Dr. F.: Yes, the tests show that this doodad is the same as that doodad. You get one from your father and one from your mother.
Defense counsel: Objection, she can’t testify about tests she didn’t do herself.
Court: Doctor, were those tests conducted in the same laboratory where you work?
Dr. F: Yes, your Honor.
Court: Close enough for jazz. Objection overruled.
DA: Doctor, how do you know these tests are accurate?
Dr. F.: We have rigorous protocols requiring everyone to wear a hairnet and to keep their lunch in a separate refrigerator from where the body parts are stored. We have signs posted strictly forbidding the washing of test tubes in the ladies’ room sink.
DA: Doctor, what are the chances of this DNA being someone else’s?
Dr. F.: One in a hundred gazillion gazillion. If you took all the planets in all the solar systems in the galaxy – assuming they’re inhabited, of course – you’d get only half that number.
Defense counsel: Objection, there’s been no foundation for that conclusion.
Court: Overruled. (Chuckling) We assume she knows how to count.
DA: No further questions.
Defense counsel: Doctor, how did you come to the conclusion that this is my client’s DNA?

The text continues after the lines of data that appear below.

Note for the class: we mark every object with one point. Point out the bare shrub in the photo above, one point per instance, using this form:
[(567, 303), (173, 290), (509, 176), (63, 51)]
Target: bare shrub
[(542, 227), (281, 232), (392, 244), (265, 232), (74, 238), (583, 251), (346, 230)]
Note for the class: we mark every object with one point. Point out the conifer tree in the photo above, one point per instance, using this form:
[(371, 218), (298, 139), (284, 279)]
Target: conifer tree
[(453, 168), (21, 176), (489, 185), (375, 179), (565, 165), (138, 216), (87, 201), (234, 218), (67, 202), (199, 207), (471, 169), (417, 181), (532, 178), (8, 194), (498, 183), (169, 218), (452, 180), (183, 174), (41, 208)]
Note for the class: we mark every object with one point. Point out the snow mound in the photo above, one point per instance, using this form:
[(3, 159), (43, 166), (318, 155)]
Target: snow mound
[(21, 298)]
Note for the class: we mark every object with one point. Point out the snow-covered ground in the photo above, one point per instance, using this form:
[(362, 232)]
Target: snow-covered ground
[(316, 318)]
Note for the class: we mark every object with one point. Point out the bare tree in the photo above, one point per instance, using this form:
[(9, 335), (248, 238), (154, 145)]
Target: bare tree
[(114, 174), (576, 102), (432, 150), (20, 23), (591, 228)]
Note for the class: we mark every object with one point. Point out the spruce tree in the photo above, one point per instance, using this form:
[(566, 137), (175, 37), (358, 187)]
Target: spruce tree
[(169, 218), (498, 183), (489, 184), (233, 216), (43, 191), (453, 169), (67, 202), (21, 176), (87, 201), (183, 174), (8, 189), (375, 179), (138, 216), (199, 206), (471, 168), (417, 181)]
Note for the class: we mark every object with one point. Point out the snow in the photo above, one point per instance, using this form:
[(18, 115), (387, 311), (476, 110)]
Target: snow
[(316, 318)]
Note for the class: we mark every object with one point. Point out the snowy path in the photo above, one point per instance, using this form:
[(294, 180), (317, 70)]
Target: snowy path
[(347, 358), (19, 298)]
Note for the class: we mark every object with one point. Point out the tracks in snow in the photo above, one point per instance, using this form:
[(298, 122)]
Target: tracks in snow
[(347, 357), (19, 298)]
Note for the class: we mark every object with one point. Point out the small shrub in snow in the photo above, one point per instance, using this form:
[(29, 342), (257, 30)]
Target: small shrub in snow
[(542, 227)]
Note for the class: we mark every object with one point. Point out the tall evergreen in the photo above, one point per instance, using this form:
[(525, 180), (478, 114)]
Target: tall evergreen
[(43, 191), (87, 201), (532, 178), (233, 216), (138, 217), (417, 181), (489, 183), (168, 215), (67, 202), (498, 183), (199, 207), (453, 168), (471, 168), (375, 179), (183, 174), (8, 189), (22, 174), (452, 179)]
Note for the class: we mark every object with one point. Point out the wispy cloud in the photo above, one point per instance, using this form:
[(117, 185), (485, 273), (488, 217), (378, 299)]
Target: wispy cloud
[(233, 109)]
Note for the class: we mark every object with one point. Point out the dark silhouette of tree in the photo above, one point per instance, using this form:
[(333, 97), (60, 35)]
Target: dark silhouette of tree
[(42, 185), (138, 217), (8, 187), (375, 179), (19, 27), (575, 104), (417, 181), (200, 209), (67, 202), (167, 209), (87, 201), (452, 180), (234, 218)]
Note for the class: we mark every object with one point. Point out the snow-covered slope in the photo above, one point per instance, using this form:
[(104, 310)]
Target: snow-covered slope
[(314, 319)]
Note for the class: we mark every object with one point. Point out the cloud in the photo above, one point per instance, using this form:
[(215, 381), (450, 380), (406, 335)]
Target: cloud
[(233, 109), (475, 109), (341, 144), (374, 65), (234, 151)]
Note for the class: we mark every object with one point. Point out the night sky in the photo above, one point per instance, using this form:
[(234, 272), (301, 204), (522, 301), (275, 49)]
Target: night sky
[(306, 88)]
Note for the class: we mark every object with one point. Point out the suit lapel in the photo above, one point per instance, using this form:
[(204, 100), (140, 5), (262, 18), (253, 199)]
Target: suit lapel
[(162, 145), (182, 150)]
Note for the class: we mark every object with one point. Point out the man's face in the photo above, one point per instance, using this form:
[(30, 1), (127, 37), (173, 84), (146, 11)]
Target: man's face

Dr. F.: As I explained, this here chart clearly shows that this doodad matches that doodad. Only one in a gazillion –
Defense counsel: Yes, but how did you get the numbers on that chart?
DA: Objection, she’s been qualified as an expert. She’s allowed to give an opinion.
Court: I’ll allow it. If she knows.
Dr. F.: Following rigid protocols, we take the sample from the scene of that terrible crime and a sample from your client the perpetrator and put them into this big black cauldron. Then we apply electro-phectro-physio-spectro charges which transform it into colored lights. An experienced trained criminalist translates the lights into numbers, which, as you can see, are the same for the two samples.
Defense counsel: (Giving up) No further questions.